Viernes 3 de julio de 2026

"(Los santos) no veían ya la luz, sino que ellos eran luzs"
(San John Henry Newman)

Nos encontramos en los últimos años de la vida de John Henry Newman. En mayo de 1875 murió Ambrose Saint John, su fiel amigo, y el único que le quedaba en el Oratorio de los que habían estado con él desde los tiempos de Littlemore. La pena de Newman fue muy intensa. Hasta el final de su vida estuvo rodeado por amigos íntimos, entre los cuales había muchos seglares (incluso familias enteras). Newman consideraba su inmensa correspondencia como una de sus principales tareas pastorales, conservándose unas veinte mil cartas de las muchas que escribió.
 
Cuando la vida de Newman parecía casi terminada, le llegó el reconocimiento oficial. En diciembre de 1877 el Trinity College de Oxford lo nombró su primer miembro honorario. Volvió a Oxford en febrero de 1878, su primera visita desde 1846. En el mismo mes murió el Papa Pío IX y fue elegido Papa León XIII. Un año después Newman fue nombrado cardenal, pese a la oposición de quienes lo consideraban demasiado liberal. Este nombramiento fue una reivindicación providencial de su persona. Por un privilegio extraordinario se permitió al Cardenal Newman permanecer en su Oratorio de Birmingham. Los últimos once años de vida de Newman transcurrieron relativamente en paz, con su comunidad en auge, su escuela, sus numerosas visitas y su correspondencia. Murió el 11 de agosto de 1890 en Birmingham.
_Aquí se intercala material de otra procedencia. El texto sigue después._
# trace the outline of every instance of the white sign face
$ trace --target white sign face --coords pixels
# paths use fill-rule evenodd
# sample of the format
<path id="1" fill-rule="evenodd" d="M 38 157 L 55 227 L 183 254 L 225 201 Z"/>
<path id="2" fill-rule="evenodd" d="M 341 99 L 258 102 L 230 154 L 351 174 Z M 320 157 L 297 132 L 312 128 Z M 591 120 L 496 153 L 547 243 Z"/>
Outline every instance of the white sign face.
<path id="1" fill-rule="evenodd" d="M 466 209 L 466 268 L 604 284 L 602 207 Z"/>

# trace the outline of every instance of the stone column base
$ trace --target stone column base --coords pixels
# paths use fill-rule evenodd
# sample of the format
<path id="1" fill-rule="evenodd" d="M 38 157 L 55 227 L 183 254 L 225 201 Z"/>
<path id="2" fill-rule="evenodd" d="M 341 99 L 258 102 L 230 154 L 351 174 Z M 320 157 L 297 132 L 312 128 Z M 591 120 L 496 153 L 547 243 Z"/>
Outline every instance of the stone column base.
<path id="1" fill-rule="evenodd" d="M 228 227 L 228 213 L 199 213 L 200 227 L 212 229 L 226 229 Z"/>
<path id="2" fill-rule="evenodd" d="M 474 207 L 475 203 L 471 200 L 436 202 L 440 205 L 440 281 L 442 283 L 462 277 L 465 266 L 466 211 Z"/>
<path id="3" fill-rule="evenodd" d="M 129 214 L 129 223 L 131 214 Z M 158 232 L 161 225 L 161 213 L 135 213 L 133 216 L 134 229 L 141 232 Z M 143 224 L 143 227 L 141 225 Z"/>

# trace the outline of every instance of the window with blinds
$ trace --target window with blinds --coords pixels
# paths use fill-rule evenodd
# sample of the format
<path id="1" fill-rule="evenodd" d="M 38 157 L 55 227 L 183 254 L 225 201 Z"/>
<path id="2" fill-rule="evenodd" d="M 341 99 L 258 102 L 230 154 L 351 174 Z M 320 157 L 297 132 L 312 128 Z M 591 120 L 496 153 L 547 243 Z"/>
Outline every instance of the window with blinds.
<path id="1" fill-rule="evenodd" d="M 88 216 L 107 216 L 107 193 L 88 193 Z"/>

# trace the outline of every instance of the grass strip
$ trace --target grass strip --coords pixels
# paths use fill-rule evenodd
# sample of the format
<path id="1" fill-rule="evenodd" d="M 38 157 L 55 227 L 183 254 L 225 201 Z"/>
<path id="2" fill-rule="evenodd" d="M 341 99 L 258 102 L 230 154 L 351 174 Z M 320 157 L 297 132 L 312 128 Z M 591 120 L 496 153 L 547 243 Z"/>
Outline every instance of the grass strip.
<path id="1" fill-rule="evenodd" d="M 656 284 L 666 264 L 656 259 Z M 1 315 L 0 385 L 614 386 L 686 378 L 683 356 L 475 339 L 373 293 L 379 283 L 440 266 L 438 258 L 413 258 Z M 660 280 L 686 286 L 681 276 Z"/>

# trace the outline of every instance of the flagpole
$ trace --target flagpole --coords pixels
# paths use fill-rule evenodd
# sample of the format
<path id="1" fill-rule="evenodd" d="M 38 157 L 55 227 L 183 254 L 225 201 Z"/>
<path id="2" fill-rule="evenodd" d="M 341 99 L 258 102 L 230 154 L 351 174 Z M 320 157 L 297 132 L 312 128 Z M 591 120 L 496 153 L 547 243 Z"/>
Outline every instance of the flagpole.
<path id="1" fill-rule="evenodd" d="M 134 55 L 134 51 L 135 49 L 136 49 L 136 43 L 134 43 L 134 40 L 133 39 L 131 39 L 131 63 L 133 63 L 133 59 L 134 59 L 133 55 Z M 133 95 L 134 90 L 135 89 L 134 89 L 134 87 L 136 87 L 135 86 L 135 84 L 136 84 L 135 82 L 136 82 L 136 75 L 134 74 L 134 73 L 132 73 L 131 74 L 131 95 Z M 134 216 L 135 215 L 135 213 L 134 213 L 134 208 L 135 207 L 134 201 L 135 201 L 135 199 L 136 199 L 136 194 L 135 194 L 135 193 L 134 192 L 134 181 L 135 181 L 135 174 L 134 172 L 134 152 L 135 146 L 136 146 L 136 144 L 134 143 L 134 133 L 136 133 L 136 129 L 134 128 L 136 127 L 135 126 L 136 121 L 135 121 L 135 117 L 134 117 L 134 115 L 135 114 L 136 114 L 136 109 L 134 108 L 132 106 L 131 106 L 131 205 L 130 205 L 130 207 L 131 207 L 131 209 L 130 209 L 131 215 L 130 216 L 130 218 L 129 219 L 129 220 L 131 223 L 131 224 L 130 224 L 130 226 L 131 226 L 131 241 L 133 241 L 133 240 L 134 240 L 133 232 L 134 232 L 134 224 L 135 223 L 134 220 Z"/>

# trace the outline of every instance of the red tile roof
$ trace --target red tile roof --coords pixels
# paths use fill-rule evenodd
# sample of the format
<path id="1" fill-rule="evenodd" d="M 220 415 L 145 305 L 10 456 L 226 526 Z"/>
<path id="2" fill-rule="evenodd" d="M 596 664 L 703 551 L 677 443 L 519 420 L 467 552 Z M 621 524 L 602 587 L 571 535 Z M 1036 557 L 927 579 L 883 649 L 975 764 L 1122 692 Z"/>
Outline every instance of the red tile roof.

Newman pidió que en su lápida esculpieran las siguientes palabras: Ex umbris et imaginibus in veritatem («De las sombras e imágenes hasta la verdad»).
 
Considerado por muchos como uno de los inspiradores del Concilio Vaticano II, en 1991 fue declarado Venerable por san Juan Pablo II, en 2010 beatificado por Benedicto XVI y en 2019 canonizado por el Papa Francisco en Roma. Su fiesta se celebra el 9 de octubre porque ese día, en 1845, fue recibido en la Iglesia Católica. En 2025, León XIV lo proclamó Doctor de la Iglesia y copatrono de la educación junto con santo Tomás de Aquino. Su influencia en la Iglesia Católica no deja de crecer ni su “luz” de guiar.
 
Escribe san John Henry: “Los santos se acercaron tanto al objeto de su amor, se les concedió en tan alta medida recibirlo en su pecho y hacerse una sola cosa con Él, que sus corazones ya no amaban el cielo, sino que ellos mismos eran parte del cielo; no veían ya la luz, sino que ellos eran luz”.
 
Señor, gracias por la vida de san John Henry. Gracias por la luz que irradias a través de él y que llega a nuestros días. Yo también quiero ser luz, como él. Pule en mí todo lo que necesites pulir, para ser también reflejo de tu gloria para el mundo.
 

JESÚS, MANSO Y HUMILDE DE CORAZÓN, HAZ MI CORAZÓN SEMEJANTE AL TUYO.